Still, better protections for the family should be part of any legal mechanism, including the option for a review by an outside judge, Truog said. A hospital ethics committee also is not the appropriate decision-maker, he added. Not only are the members typically employed by or aligned with the hospital, but they also may not have the same educational, socioeconomic or racial/ethnic background as those impacted.
To better level the playing field, a regional committee of independent experts could instead play that decision-making role, Truog suggested.

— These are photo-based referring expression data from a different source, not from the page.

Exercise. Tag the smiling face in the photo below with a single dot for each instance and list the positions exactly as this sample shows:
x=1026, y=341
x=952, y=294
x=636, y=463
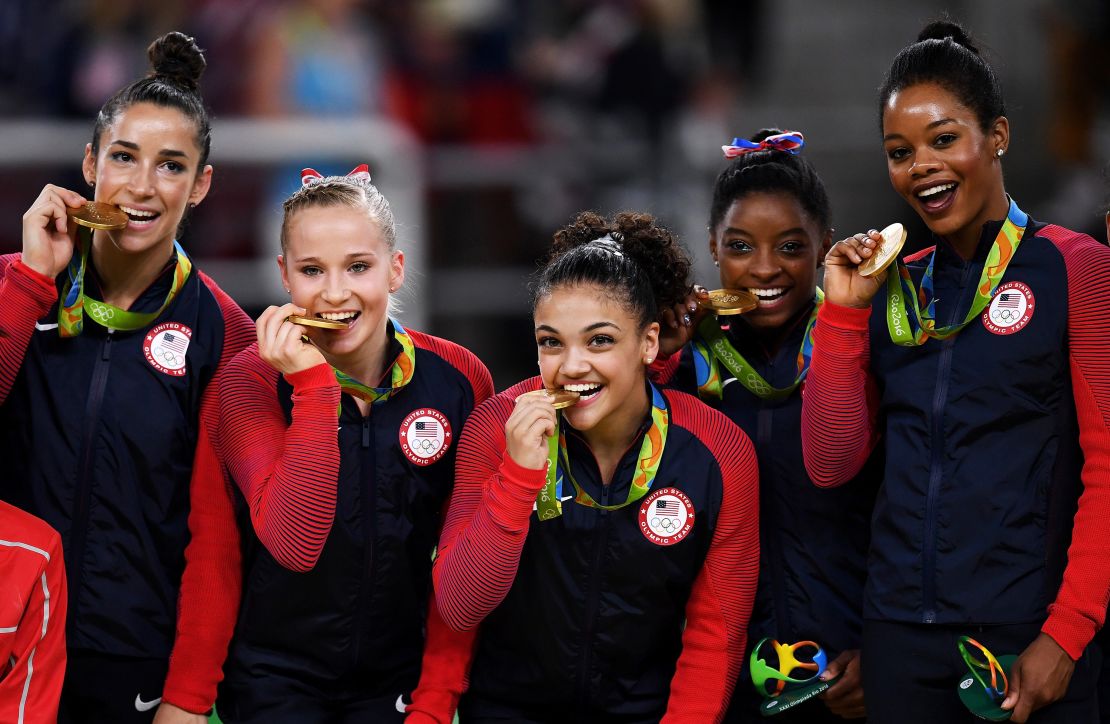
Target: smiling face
x=941, y=161
x=594, y=344
x=767, y=244
x=337, y=265
x=148, y=163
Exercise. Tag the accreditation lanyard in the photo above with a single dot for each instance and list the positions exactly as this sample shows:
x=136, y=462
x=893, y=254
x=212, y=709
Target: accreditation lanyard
x=548, y=504
x=76, y=303
x=914, y=327
x=401, y=372
x=712, y=345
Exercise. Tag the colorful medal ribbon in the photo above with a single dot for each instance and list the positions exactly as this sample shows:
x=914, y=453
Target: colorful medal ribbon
x=712, y=344
x=914, y=327
x=401, y=373
x=988, y=664
x=548, y=504
x=71, y=312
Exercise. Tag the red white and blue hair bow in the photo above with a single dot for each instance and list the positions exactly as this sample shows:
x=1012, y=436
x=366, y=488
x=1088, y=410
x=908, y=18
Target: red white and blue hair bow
x=311, y=176
x=790, y=141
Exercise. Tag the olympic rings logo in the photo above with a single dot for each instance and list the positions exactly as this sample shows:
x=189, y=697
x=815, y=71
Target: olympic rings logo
x=101, y=312
x=667, y=524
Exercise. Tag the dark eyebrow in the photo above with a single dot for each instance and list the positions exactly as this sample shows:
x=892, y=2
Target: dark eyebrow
x=134, y=147
x=928, y=128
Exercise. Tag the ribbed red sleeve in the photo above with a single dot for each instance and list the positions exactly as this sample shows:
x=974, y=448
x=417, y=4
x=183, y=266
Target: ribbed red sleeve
x=208, y=603
x=288, y=474
x=24, y=297
x=33, y=667
x=1080, y=605
x=487, y=522
x=839, y=400
x=720, y=603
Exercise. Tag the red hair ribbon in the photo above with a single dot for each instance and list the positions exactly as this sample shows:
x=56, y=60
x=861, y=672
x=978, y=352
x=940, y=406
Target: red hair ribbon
x=311, y=176
x=789, y=141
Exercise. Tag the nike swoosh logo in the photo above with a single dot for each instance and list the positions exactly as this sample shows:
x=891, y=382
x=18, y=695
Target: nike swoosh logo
x=145, y=706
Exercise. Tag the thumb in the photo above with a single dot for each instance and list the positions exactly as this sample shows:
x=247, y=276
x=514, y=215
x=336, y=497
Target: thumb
x=1013, y=691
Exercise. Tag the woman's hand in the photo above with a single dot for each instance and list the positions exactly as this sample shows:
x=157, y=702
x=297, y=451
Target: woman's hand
x=280, y=343
x=48, y=233
x=845, y=697
x=527, y=430
x=843, y=282
x=171, y=714
x=678, y=323
x=1038, y=677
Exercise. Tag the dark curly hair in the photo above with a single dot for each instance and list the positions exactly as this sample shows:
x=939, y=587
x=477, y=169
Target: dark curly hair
x=631, y=254
x=770, y=171
x=177, y=66
x=946, y=56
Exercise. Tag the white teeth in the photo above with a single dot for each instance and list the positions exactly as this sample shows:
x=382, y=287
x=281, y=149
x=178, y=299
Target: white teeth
x=767, y=293
x=936, y=190
x=137, y=212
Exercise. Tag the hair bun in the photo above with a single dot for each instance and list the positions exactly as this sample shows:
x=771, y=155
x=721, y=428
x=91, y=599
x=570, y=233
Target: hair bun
x=946, y=29
x=764, y=133
x=175, y=58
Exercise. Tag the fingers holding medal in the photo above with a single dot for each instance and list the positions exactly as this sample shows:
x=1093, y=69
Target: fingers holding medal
x=282, y=343
x=532, y=423
x=48, y=235
x=855, y=267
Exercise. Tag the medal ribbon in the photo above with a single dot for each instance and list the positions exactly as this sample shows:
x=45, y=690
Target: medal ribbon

As technology advances, there needs to be some type of mechanism so physicians don’t flinch from starting treatments in high-risk cases, Wenger said. Take the patient who has suffered a massive heart attack and it’s unknown when he arrives in the emergency room how long his brain has been deprived of oxygen, he said.
With an ECMO machine, a physician can support the patient’s heart and lungs until brain activity is assessed. If the results are dismal, Wenger said, continuing the ECMO would be medically inappropriate. “You need the ability then to stop that ECMO, so you are not perpetuating the dying process.”